Джубал поужинал и, не находя достойных внимания развлечений, улегся в постель.

Утро обещало прохладный безоблачный день. Выйдя из гостиницы, Джубал стал подниматься в горную страну сверкающих белоснежных утесов и свежего ветра, напоенного ароматом влажного тирса и дымкой луговых испарений. В трех километрах к западу от Айво, на южном склоне горы Кардун, тропа, сметенная оползнем, обрывалась.

Джубал осмотрел обрыв, оценил размеры разрушений и вернулся в Айво. Там он нанял трех джанов, позаимствовал инструменты у хозяина комиссионной лавки, вернулся на склон Кардуна и принялся за работу.

Предстояло решить непростую задачу. Сложенную из необтесанных камней подпорную стенку, больше двадцати метров в длину и от полутора до трех с половиной метров в высоту, унесло метров на сто вниз и разбросало по крутой ложбине. Джубал поручил джанам вырубить в склоне основание для новой стенки, а сам срубил четыре стройных тирса и соорудил из стволов грубо сколоченную подъемную стрелу, нависавшую над ложбиной. Закончив подготовку фундамента, все четверо стали затаскивать камни вверх по склону и начали новую кладку.

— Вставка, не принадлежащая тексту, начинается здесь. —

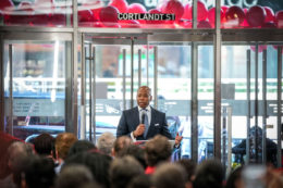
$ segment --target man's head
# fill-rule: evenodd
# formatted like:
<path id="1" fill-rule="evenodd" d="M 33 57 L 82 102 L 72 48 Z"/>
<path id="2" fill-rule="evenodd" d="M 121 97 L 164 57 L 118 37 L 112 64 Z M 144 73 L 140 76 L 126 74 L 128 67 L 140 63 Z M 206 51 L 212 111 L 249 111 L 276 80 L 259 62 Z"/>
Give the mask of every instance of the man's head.
<path id="1" fill-rule="evenodd" d="M 97 148 L 102 153 L 111 155 L 114 141 L 114 135 L 112 133 L 106 131 L 98 138 Z"/>
<path id="2" fill-rule="evenodd" d="M 152 99 L 151 90 L 148 86 L 142 86 L 138 88 L 137 95 L 136 95 L 136 102 L 137 102 L 138 106 L 140 106 L 143 109 L 148 106 L 151 99 Z"/>

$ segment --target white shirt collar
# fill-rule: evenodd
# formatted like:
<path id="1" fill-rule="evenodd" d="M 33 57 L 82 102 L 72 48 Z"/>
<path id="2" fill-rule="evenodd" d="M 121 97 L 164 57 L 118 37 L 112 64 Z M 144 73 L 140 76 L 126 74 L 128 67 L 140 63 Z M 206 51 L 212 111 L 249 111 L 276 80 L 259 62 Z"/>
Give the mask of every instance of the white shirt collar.
<path id="1" fill-rule="evenodd" d="M 143 110 L 139 105 L 137 108 L 138 108 L 138 112 L 140 112 Z M 145 109 L 147 110 L 147 112 L 151 111 L 150 105 L 146 106 Z"/>

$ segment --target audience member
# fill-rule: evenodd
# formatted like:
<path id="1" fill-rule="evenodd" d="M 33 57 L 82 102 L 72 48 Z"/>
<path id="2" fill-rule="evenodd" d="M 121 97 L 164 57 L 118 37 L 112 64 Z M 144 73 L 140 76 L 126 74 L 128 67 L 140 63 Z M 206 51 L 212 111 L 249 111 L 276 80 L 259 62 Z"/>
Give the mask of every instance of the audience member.
<path id="1" fill-rule="evenodd" d="M 74 155 L 76 153 L 89 151 L 91 149 L 96 149 L 96 146 L 91 141 L 88 141 L 88 140 L 77 140 L 70 148 L 67 158 L 70 158 L 71 155 Z"/>
<path id="2" fill-rule="evenodd" d="M 196 163 L 189 159 L 182 159 L 176 162 L 186 171 L 186 188 L 193 188 L 193 180 L 196 174 Z"/>
<path id="3" fill-rule="evenodd" d="M 147 167 L 146 152 L 145 152 L 144 148 L 136 146 L 136 145 L 131 145 L 131 146 L 122 149 L 120 156 L 122 158 L 125 155 L 134 156 L 142 164 L 142 166 L 144 168 Z"/>
<path id="4" fill-rule="evenodd" d="M 185 188 L 186 172 L 179 164 L 163 163 L 157 167 L 151 179 L 153 188 Z"/>
<path id="5" fill-rule="evenodd" d="M 33 148 L 22 141 L 14 141 L 10 145 L 7 151 L 8 155 L 8 167 L 11 172 L 9 176 L 0 181 L 1 188 L 13 188 L 16 187 L 14 184 L 16 179 L 16 167 L 21 164 L 23 159 L 33 154 Z"/>
<path id="6" fill-rule="evenodd" d="M 98 138 L 97 148 L 104 154 L 111 155 L 115 137 L 112 133 L 106 131 Z"/>
<path id="7" fill-rule="evenodd" d="M 133 156 L 115 159 L 110 166 L 111 188 L 126 188 L 140 174 L 144 174 L 144 168 Z"/>
<path id="8" fill-rule="evenodd" d="M 120 156 L 122 150 L 131 145 L 133 145 L 133 140 L 127 136 L 116 138 L 113 145 L 112 155 Z"/>
<path id="9" fill-rule="evenodd" d="M 127 188 L 150 188 L 150 178 L 146 174 L 140 174 L 134 177 Z"/>
<path id="10" fill-rule="evenodd" d="M 56 160 L 54 137 L 50 134 L 40 134 L 34 140 L 35 151 L 37 154 Z"/>
<path id="11" fill-rule="evenodd" d="M 167 137 L 157 135 L 145 146 L 147 168 L 146 174 L 152 174 L 161 162 L 168 162 L 171 156 L 171 145 Z"/>
<path id="12" fill-rule="evenodd" d="M 19 187 L 51 188 L 56 178 L 54 162 L 46 156 L 26 156 L 16 166 L 14 175 Z"/>
<path id="13" fill-rule="evenodd" d="M 61 166 L 67 156 L 69 150 L 76 140 L 77 137 L 72 133 L 62 133 L 56 137 L 57 174 L 61 171 Z"/>
<path id="14" fill-rule="evenodd" d="M 81 188 L 84 184 L 93 181 L 93 174 L 85 165 L 72 164 L 60 172 L 56 188 Z"/>
<path id="15" fill-rule="evenodd" d="M 194 188 L 222 188 L 224 180 L 224 168 L 218 160 L 207 160 L 197 166 Z"/>
<path id="16" fill-rule="evenodd" d="M 109 167 L 112 158 L 98 152 L 81 152 L 65 160 L 63 168 L 70 164 L 82 164 L 87 166 L 95 180 L 102 187 L 109 188 Z"/>
<path id="17" fill-rule="evenodd" d="M 20 141 L 17 138 L 12 137 L 9 134 L 0 131 L 0 179 L 5 178 L 11 174 L 11 170 L 8 166 L 8 148 L 14 141 Z"/>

Прошло семнадцать дней. Они уложили две тысячи камней — каждый требовалось обвязать, поднять на канате, перенести к тропе, поворачивая стрелу, плотно подогнать и закрепить утрамбованной землей. На рассвете восемнадцатого дня повеяло холодом. Тяжелые грозовые тучи ползли с востока, постепенно заслоняя Скай — огромный туманно-черный шар, подернутый накипью собственных облаков. Космологические представления джанов, хитроумные и даже в чем-то проницательные, существенно менялись в зависимости от обстоятельств. Те или иные знамения нередко возбуждали в них непостижимую реакцию.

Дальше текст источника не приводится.